We discovered that diatoms exude a C6-sulfated α-1,3-mannan that serves as a selective carbon source for adapted Polaribacter. Its structure was resolved using NMR spectroscopy, chromatography, chemical synthesis, and enzymatic dissection. Biochemical, physiological, and structural analyses demonstrated, that specialized Bacteroidota employ a four-enzyme pathway to metabolize this glycan. Metagenomic and transcriptomic data revealed that sulfated mannan utilization loci are globally abundant and actively expressed in surface ocean bacterioplankton.
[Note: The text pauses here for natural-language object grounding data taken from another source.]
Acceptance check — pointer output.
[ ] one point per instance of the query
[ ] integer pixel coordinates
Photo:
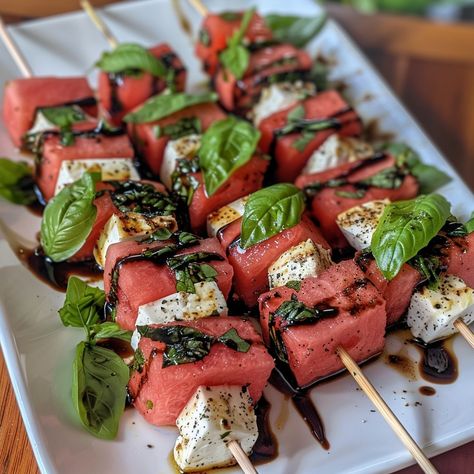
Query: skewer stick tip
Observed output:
(385, 411)
(241, 457)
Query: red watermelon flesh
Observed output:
(289, 160)
(170, 388)
(23, 96)
(54, 153)
(327, 204)
(105, 209)
(359, 326)
(144, 281)
(240, 95)
(119, 95)
(459, 254)
(396, 292)
(216, 30)
(245, 180)
(251, 265)
(152, 148)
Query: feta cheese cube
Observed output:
(280, 96)
(358, 223)
(207, 301)
(431, 313)
(181, 148)
(129, 226)
(335, 151)
(299, 262)
(225, 215)
(111, 169)
(213, 417)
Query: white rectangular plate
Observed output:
(39, 351)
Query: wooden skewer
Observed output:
(199, 7)
(241, 457)
(386, 412)
(14, 51)
(98, 22)
(465, 331)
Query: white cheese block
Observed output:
(185, 147)
(225, 215)
(207, 301)
(431, 313)
(304, 260)
(213, 417)
(129, 226)
(358, 223)
(110, 169)
(335, 151)
(280, 96)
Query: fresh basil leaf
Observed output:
(469, 225)
(68, 219)
(16, 182)
(100, 379)
(294, 29)
(270, 211)
(63, 116)
(110, 330)
(83, 306)
(405, 228)
(294, 285)
(429, 177)
(235, 58)
(225, 146)
(232, 340)
(129, 57)
(165, 104)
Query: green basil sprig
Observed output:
(429, 177)
(100, 376)
(295, 29)
(68, 219)
(130, 58)
(165, 104)
(405, 228)
(185, 344)
(16, 182)
(225, 146)
(270, 211)
(235, 58)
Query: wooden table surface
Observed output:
(16, 456)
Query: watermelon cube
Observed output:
(118, 94)
(23, 96)
(290, 157)
(160, 393)
(352, 316)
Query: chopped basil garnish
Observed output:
(270, 211)
(185, 344)
(100, 376)
(295, 312)
(16, 182)
(190, 269)
(235, 58)
(226, 146)
(167, 103)
(142, 198)
(294, 29)
(405, 228)
(429, 177)
(68, 219)
(129, 58)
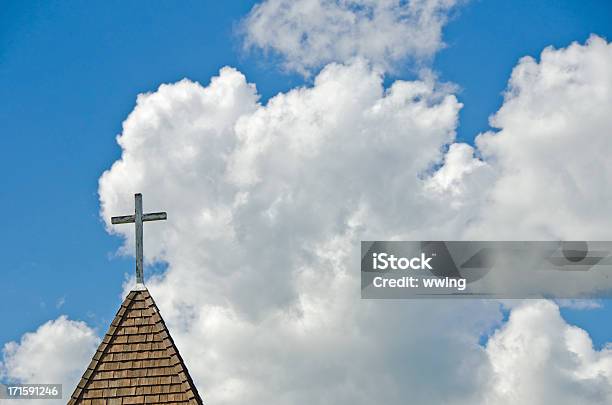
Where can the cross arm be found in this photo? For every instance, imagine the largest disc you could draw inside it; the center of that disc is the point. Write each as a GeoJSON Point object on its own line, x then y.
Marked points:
{"type": "Point", "coordinates": [154, 216]}
{"type": "Point", "coordinates": [125, 219]}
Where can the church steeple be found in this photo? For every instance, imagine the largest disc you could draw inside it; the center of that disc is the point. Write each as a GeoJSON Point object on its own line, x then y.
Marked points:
{"type": "Point", "coordinates": [137, 361]}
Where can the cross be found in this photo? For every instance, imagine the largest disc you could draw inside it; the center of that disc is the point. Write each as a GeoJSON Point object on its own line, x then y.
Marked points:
{"type": "Point", "coordinates": [138, 218]}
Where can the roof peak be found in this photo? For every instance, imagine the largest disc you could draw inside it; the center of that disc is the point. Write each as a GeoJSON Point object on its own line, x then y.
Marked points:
{"type": "Point", "coordinates": [137, 361]}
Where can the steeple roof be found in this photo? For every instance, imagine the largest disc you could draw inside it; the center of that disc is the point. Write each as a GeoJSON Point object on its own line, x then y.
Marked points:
{"type": "Point", "coordinates": [137, 361]}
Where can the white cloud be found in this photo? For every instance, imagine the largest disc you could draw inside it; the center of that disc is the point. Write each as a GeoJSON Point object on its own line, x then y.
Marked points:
{"type": "Point", "coordinates": [537, 358]}
{"type": "Point", "coordinates": [265, 213]}
{"type": "Point", "coordinates": [56, 353]}
{"type": "Point", "coordinates": [267, 204]}
{"type": "Point", "coordinates": [308, 34]}
{"type": "Point", "coordinates": [551, 152]}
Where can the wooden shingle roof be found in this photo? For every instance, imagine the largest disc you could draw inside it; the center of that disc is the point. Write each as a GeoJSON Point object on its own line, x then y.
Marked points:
{"type": "Point", "coordinates": [137, 361]}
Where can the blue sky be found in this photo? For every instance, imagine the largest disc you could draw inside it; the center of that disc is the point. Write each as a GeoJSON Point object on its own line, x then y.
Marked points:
{"type": "Point", "coordinates": [70, 73]}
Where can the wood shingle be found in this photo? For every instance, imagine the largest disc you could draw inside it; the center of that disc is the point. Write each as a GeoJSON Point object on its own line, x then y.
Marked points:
{"type": "Point", "coordinates": [136, 362]}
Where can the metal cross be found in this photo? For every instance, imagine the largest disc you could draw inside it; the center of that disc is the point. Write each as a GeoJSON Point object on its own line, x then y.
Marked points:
{"type": "Point", "coordinates": [138, 218]}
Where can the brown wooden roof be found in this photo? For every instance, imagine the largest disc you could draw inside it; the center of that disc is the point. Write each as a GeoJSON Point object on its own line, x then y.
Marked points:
{"type": "Point", "coordinates": [137, 361]}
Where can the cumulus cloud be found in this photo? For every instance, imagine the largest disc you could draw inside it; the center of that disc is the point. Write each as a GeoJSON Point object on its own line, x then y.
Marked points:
{"type": "Point", "coordinates": [308, 34]}
{"type": "Point", "coordinates": [537, 358]}
{"type": "Point", "coordinates": [551, 150]}
{"type": "Point", "coordinates": [266, 205]}
{"type": "Point", "coordinates": [57, 352]}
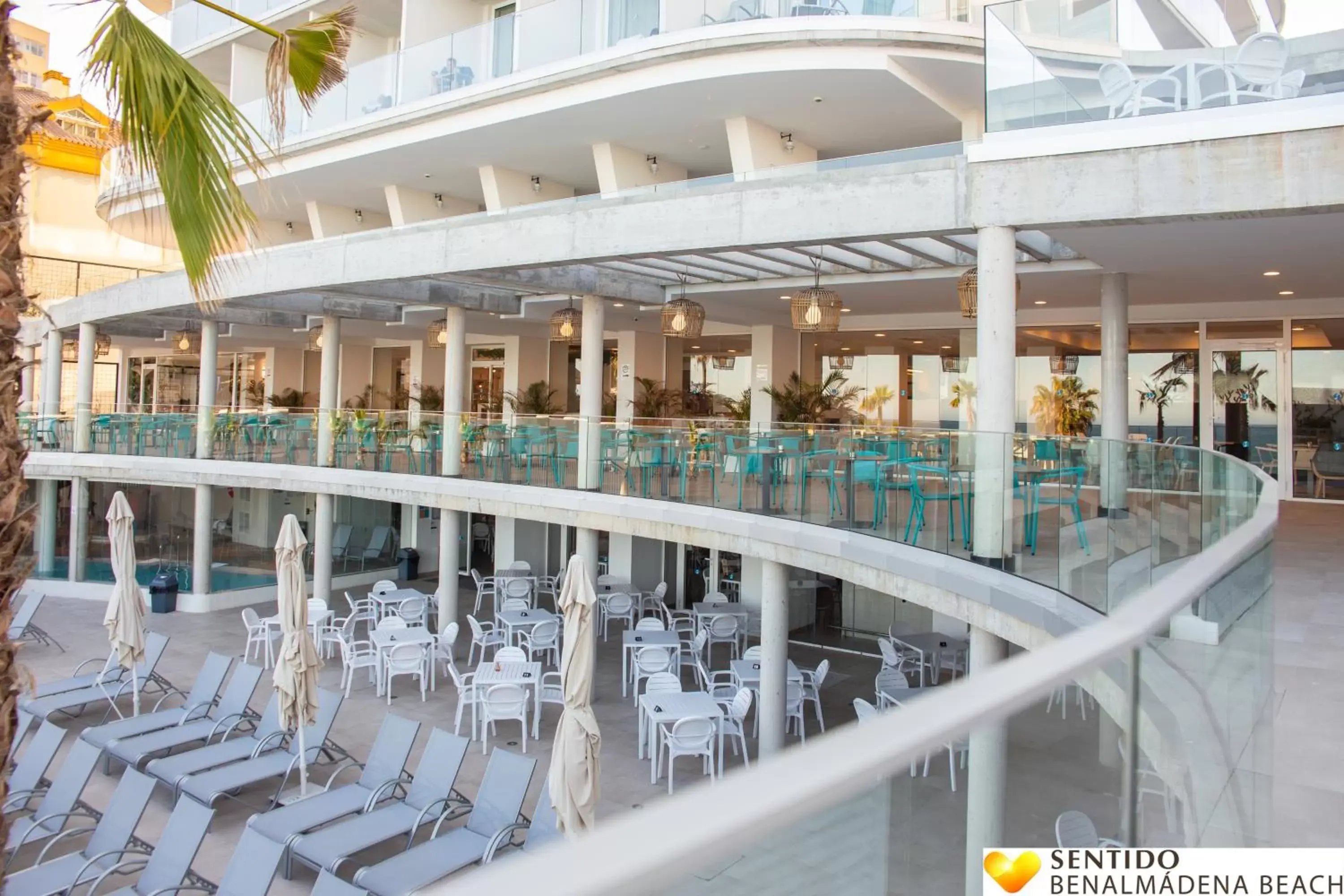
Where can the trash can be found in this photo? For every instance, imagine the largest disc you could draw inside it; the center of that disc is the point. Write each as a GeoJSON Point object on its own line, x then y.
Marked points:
{"type": "Point", "coordinates": [408, 564]}
{"type": "Point", "coordinates": [163, 593]}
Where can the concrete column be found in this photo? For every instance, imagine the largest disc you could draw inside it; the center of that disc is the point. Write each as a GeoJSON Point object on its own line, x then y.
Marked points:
{"type": "Point", "coordinates": [52, 363]}
{"type": "Point", "coordinates": [639, 357]}
{"type": "Point", "coordinates": [78, 528]}
{"type": "Point", "coordinates": [590, 397]}
{"type": "Point", "coordinates": [84, 389]}
{"type": "Point", "coordinates": [29, 355]}
{"type": "Point", "coordinates": [1115, 385]}
{"type": "Point", "coordinates": [775, 656]}
{"type": "Point", "coordinates": [207, 390]}
{"type": "Point", "coordinates": [775, 355]}
{"type": "Point", "coordinates": [324, 512]}
{"type": "Point", "coordinates": [47, 521]}
{"type": "Point", "coordinates": [996, 378]}
{"type": "Point", "coordinates": [987, 773]}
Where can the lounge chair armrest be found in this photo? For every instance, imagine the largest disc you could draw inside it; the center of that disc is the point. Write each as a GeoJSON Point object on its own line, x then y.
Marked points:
{"type": "Point", "coordinates": [374, 798]}
{"type": "Point", "coordinates": [264, 743]}
{"type": "Point", "coordinates": [93, 863]}
{"type": "Point", "coordinates": [502, 839]}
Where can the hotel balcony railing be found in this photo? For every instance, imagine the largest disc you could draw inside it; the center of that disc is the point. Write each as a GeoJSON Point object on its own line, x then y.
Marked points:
{"type": "Point", "coordinates": [1163, 503]}
{"type": "Point", "coordinates": [440, 66]}
{"type": "Point", "coordinates": [1046, 66]}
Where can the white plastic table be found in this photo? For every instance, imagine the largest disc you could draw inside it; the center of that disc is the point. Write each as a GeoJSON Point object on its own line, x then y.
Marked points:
{"type": "Point", "coordinates": [930, 646]}
{"type": "Point", "coordinates": [388, 638]}
{"type": "Point", "coordinates": [527, 675]}
{"type": "Point", "coordinates": [635, 640]}
{"type": "Point", "coordinates": [521, 621]}
{"type": "Point", "coordinates": [667, 708]}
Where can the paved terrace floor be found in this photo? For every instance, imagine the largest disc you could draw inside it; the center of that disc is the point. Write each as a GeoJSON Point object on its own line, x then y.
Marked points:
{"type": "Point", "coordinates": [1054, 763]}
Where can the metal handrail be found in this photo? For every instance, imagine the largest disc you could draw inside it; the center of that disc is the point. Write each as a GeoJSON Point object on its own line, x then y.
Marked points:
{"type": "Point", "coordinates": [711, 824]}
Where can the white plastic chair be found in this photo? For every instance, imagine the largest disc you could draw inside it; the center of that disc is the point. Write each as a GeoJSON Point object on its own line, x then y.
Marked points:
{"type": "Point", "coordinates": [736, 723]}
{"type": "Point", "coordinates": [690, 737]}
{"type": "Point", "coordinates": [812, 688]}
{"type": "Point", "coordinates": [405, 660]}
{"type": "Point", "coordinates": [413, 612]}
{"type": "Point", "coordinates": [647, 663]}
{"type": "Point", "coordinates": [793, 710]}
{"type": "Point", "coordinates": [355, 655]}
{"type": "Point", "coordinates": [258, 637]}
{"type": "Point", "coordinates": [543, 638]}
{"type": "Point", "coordinates": [503, 703]}
{"type": "Point", "coordinates": [1128, 96]}
{"type": "Point", "coordinates": [724, 630]}
{"type": "Point", "coordinates": [465, 695]}
{"type": "Point", "coordinates": [484, 589]}
{"type": "Point", "coordinates": [619, 606]}
{"type": "Point", "coordinates": [484, 637]}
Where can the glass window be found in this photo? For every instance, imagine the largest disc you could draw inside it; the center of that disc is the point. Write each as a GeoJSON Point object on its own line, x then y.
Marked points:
{"type": "Point", "coordinates": [1318, 409]}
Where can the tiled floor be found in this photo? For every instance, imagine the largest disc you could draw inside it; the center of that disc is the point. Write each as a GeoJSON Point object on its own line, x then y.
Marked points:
{"type": "Point", "coordinates": [1054, 763]}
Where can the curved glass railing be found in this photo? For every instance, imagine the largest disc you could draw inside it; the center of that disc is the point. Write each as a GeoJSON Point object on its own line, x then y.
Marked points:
{"type": "Point", "coordinates": [1094, 519]}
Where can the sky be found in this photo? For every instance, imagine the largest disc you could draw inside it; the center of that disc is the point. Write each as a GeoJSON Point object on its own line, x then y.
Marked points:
{"type": "Point", "coordinates": [72, 26]}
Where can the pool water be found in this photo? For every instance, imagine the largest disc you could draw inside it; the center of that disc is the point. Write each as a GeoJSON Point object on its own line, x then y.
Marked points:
{"type": "Point", "coordinates": [146, 573]}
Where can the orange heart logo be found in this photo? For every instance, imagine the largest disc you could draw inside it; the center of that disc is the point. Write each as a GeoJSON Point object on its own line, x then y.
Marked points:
{"type": "Point", "coordinates": [1012, 875]}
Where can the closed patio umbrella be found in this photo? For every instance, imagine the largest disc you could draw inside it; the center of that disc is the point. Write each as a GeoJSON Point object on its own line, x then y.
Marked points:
{"type": "Point", "coordinates": [297, 663]}
{"type": "Point", "coordinates": [576, 758]}
{"type": "Point", "coordinates": [125, 616]}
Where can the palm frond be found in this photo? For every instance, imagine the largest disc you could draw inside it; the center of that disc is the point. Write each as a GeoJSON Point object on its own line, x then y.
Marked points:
{"type": "Point", "coordinates": [179, 127]}
{"type": "Point", "coordinates": [312, 58]}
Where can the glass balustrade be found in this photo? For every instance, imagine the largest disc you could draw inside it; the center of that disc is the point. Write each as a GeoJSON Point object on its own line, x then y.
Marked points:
{"type": "Point", "coordinates": [1094, 519]}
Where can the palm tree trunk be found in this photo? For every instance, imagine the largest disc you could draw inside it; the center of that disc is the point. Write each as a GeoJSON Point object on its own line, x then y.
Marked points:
{"type": "Point", "coordinates": [15, 519]}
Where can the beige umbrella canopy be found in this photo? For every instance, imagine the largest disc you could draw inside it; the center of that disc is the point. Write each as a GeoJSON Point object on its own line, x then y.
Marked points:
{"type": "Point", "coordinates": [125, 616]}
{"type": "Point", "coordinates": [297, 663]}
{"type": "Point", "coordinates": [576, 758]}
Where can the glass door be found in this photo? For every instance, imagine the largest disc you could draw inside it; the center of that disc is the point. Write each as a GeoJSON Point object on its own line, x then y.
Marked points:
{"type": "Point", "coordinates": [1246, 416]}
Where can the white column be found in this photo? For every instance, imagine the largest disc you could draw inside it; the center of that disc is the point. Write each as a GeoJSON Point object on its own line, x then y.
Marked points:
{"type": "Point", "coordinates": [326, 508]}
{"type": "Point", "coordinates": [84, 389]}
{"type": "Point", "coordinates": [996, 378]}
{"type": "Point", "coordinates": [1115, 385]}
{"type": "Point", "coordinates": [78, 527]}
{"type": "Point", "coordinates": [455, 371]}
{"type": "Point", "coordinates": [590, 396]}
{"type": "Point", "coordinates": [775, 655]}
{"type": "Point", "coordinates": [27, 354]}
{"type": "Point", "coordinates": [52, 374]}
{"type": "Point", "coordinates": [988, 769]}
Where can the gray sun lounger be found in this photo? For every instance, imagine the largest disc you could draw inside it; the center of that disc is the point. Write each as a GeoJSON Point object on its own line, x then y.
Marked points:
{"type": "Point", "coordinates": [498, 806]}
{"type": "Point", "coordinates": [172, 770]}
{"type": "Point", "coordinates": [107, 840]}
{"type": "Point", "coordinates": [431, 797]}
{"type": "Point", "coordinates": [248, 874]}
{"type": "Point", "coordinates": [385, 770]}
{"type": "Point", "coordinates": [228, 715]}
{"type": "Point", "coordinates": [61, 801]}
{"type": "Point", "coordinates": [30, 773]}
{"type": "Point", "coordinates": [73, 703]}
{"type": "Point", "coordinates": [22, 626]}
{"type": "Point", "coordinates": [209, 786]}
{"type": "Point", "coordinates": [198, 703]}
{"type": "Point", "coordinates": [168, 863]}
{"type": "Point", "coordinates": [541, 831]}
{"type": "Point", "coordinates": [330, 884]}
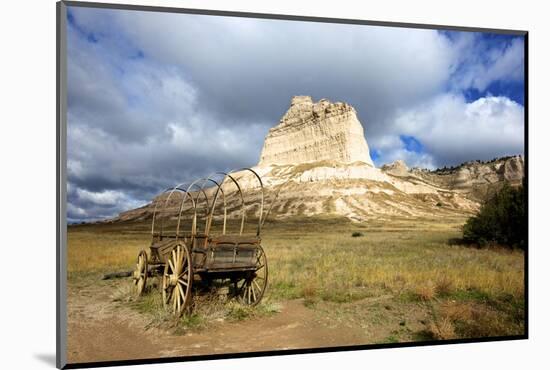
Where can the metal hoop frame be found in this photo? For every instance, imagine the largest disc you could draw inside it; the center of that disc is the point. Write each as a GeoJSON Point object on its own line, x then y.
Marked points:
{"type": "Point", "coordinates": [194, 196]}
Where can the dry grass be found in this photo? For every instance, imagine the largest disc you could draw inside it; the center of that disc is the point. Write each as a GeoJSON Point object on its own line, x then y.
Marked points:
{"type": "Point", "coordinates": [476, 292]}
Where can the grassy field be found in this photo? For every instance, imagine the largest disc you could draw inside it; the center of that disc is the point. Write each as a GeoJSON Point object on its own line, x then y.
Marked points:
{"type": "Point", "coordinates": [341, 269]}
Because this mannan provides only carbon, oxygen, sulfur, and hydrogen, bacteria must obtain other essential elements elsewhere, reinforcing metabolic interdependence.

Conclusions

Together, these results define a chemically specific interaction between diatoms and specialized bacteria that is mediated by a single sulfated polysaccharide and a dedicated four-enzyme degradation pathway. Presence of this pathway in marine metagenomes and transcriptomes indicates that a sulfated mannan from diatoms exerts selection pressure in the sunlit ocean microbiome.